Quant aux rues, elles étaient essen­tiel­le­ment des lieux de pas­sage qui condui­saient d’un inté­rieur à un autre, ou qui menaient à la Grand Place où se tenaient les mar­chés et les foires, lieux de réunion où l’on échan­geait mar­chan­dises, paroles et nou­velles. Sales, non éclai­rées et peu sûres, les rues étaient sur­tout le lieu de « mau­vaises ren­contres » et l’on ne s’y attar­dait guère. Pour­tant, elles conser­vaient en elles quelque chose de cica­tri­ciel car elles avaient été des­si­nées non par quelque urba­niste épris de fonc­tion­nel, mais par des hommes qui peu à peu avaient lais­sé sur le sol les traces de leurs pas. Elles n’avaient été ni per­cées ni construites, elles avaient été len­te­ment frayées par de mul­tiples pas­sages et c’était de part et d’autre de ces signa­tures que les habi­ta­tions avaient été construites et conti­nuaient de l’être. Aus­si ces rues por­taient-elles des noms qui aujourd’hui nous semblent pit­to­resques et qui se rap­por­taient à des corps de métier ou à des évé­ne­ments mar­quants qui s’effacèrent ensuite peu à peu de la mémoire des hommes.
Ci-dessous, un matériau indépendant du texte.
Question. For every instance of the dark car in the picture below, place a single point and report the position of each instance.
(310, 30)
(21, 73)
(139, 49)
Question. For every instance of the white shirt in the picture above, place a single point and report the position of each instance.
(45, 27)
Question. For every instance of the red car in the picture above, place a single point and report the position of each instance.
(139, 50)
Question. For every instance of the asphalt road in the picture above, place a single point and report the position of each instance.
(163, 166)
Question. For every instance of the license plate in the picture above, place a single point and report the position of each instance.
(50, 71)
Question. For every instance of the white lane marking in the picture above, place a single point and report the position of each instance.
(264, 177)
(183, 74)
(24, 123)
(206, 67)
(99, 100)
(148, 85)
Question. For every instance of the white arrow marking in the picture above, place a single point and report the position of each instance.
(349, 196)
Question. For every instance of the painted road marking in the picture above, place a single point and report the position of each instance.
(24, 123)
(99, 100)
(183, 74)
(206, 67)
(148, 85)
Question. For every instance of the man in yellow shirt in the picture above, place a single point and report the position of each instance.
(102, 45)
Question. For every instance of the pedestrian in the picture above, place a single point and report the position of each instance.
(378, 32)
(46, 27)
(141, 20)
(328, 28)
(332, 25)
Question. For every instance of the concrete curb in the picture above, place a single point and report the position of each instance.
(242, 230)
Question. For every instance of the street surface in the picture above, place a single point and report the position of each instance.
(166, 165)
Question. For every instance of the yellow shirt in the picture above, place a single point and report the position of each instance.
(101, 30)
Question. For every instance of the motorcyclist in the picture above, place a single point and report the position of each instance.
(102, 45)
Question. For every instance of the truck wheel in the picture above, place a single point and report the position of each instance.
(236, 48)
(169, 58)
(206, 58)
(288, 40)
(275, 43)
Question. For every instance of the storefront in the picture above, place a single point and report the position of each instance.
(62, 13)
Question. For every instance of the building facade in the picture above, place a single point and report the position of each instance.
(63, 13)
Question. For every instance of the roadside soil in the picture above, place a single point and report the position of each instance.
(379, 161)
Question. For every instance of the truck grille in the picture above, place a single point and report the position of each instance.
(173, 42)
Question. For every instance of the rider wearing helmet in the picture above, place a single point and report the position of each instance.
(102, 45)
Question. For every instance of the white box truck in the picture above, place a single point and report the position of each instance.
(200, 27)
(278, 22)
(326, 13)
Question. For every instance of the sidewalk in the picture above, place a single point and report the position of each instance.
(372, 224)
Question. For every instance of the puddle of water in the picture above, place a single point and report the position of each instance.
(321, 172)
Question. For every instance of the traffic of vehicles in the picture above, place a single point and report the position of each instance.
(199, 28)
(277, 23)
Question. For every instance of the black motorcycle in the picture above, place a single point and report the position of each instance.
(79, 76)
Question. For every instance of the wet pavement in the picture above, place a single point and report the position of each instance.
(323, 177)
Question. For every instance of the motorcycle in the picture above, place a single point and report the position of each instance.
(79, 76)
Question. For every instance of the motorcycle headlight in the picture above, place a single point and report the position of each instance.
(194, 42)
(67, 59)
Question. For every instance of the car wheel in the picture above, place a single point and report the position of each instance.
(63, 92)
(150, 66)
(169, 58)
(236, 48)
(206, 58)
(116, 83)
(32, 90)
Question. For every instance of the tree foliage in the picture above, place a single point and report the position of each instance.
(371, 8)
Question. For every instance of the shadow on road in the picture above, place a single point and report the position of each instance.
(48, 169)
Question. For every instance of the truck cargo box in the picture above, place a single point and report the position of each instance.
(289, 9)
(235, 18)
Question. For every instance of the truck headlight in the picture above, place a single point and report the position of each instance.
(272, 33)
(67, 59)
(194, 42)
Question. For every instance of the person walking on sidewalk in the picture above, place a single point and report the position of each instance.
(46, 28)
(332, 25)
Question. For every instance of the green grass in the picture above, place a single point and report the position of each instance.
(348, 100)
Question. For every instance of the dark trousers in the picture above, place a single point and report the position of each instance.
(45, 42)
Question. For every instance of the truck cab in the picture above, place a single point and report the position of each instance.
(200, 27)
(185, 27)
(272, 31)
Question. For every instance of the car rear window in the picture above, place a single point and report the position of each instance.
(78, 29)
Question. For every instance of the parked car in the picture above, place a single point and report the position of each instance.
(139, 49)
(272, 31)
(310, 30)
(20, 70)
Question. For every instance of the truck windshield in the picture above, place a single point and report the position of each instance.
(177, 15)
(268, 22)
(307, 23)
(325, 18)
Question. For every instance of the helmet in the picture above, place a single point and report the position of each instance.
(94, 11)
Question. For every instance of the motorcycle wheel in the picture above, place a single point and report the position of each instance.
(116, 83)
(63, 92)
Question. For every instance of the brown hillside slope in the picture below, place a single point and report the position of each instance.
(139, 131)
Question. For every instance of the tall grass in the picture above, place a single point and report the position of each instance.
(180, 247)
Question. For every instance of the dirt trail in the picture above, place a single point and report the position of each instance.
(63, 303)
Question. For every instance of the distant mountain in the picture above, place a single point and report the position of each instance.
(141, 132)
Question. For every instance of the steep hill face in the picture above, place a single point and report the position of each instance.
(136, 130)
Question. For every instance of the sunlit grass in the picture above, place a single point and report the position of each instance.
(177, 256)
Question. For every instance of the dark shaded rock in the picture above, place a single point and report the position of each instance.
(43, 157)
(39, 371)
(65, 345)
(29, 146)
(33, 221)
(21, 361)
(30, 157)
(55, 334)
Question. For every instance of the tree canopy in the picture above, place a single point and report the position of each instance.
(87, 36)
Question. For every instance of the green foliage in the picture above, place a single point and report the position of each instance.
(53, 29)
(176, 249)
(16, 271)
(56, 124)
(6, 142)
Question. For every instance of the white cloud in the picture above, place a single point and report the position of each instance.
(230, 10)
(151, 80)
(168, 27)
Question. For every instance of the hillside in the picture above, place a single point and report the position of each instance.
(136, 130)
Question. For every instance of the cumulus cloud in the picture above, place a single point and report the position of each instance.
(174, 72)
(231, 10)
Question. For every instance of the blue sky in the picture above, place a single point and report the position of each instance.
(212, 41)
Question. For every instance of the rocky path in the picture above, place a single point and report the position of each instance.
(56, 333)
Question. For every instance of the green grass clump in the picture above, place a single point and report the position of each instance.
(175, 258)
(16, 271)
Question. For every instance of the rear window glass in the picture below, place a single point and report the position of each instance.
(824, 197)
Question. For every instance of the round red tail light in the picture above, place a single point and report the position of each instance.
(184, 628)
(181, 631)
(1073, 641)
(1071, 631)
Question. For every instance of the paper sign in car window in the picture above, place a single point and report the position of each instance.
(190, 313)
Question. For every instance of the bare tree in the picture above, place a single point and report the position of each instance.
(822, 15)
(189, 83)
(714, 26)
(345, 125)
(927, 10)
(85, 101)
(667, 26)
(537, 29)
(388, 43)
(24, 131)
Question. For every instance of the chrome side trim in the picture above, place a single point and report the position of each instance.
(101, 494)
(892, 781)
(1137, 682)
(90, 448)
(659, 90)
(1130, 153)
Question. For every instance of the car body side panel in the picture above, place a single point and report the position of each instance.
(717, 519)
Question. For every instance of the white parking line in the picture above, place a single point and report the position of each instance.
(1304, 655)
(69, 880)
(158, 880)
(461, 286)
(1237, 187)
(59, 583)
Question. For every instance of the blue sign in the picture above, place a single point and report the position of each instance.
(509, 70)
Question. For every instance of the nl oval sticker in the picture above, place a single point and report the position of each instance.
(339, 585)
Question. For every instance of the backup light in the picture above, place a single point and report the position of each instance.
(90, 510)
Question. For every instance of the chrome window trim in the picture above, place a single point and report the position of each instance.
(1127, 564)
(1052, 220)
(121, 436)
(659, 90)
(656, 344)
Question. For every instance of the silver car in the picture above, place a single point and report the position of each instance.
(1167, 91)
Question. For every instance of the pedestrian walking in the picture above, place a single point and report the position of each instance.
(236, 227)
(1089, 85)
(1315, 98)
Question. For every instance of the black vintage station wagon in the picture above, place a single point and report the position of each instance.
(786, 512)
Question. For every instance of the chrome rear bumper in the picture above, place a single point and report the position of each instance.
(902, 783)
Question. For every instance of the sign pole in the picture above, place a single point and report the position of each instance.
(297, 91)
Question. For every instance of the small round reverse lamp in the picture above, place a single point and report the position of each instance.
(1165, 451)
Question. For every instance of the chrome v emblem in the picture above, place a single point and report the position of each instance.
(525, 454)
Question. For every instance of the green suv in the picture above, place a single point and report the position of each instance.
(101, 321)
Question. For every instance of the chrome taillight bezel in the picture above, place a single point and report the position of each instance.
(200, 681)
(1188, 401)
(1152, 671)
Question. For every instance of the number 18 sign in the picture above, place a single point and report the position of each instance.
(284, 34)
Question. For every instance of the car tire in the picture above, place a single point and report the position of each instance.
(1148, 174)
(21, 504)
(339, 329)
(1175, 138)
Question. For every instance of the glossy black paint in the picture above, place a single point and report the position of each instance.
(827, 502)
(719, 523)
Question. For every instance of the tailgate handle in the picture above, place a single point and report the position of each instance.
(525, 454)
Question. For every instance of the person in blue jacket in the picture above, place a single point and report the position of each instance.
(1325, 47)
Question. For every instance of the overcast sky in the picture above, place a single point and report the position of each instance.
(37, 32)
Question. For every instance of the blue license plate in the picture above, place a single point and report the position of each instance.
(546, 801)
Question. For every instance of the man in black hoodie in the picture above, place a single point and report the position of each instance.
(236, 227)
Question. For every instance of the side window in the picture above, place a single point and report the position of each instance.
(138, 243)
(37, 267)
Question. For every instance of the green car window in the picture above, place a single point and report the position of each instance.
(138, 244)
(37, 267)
Certes, entrer dans un inté­rieur impli­quait que l’on en fût déjà sor­ti, mais la sor­tie était sur­tout ce qui sépa­rait deux entrées ; l’intérieur s’ouvrait sur une inti­mi­té où l’on était chez soi. Je suis chez moi, tu es chez toi, il est chez lui, se conju­guaient d’une manière qui n’excluait pas tout égoïsme ni toute vani­té, mais qui impli­quait tout de même la réfé­rence à des per­sonnes dotées d’une vie inté­rieure. C’est ce que tentent de nous faire sen­tir ces tableaux de peintres fla­mands où l’on voit une porte qui s’ouvre sur une pièce qui s’ouvre elle-même sur une autre pièce, et ain­si à l’infini comme jusqu’au plus pro­fond de l’être.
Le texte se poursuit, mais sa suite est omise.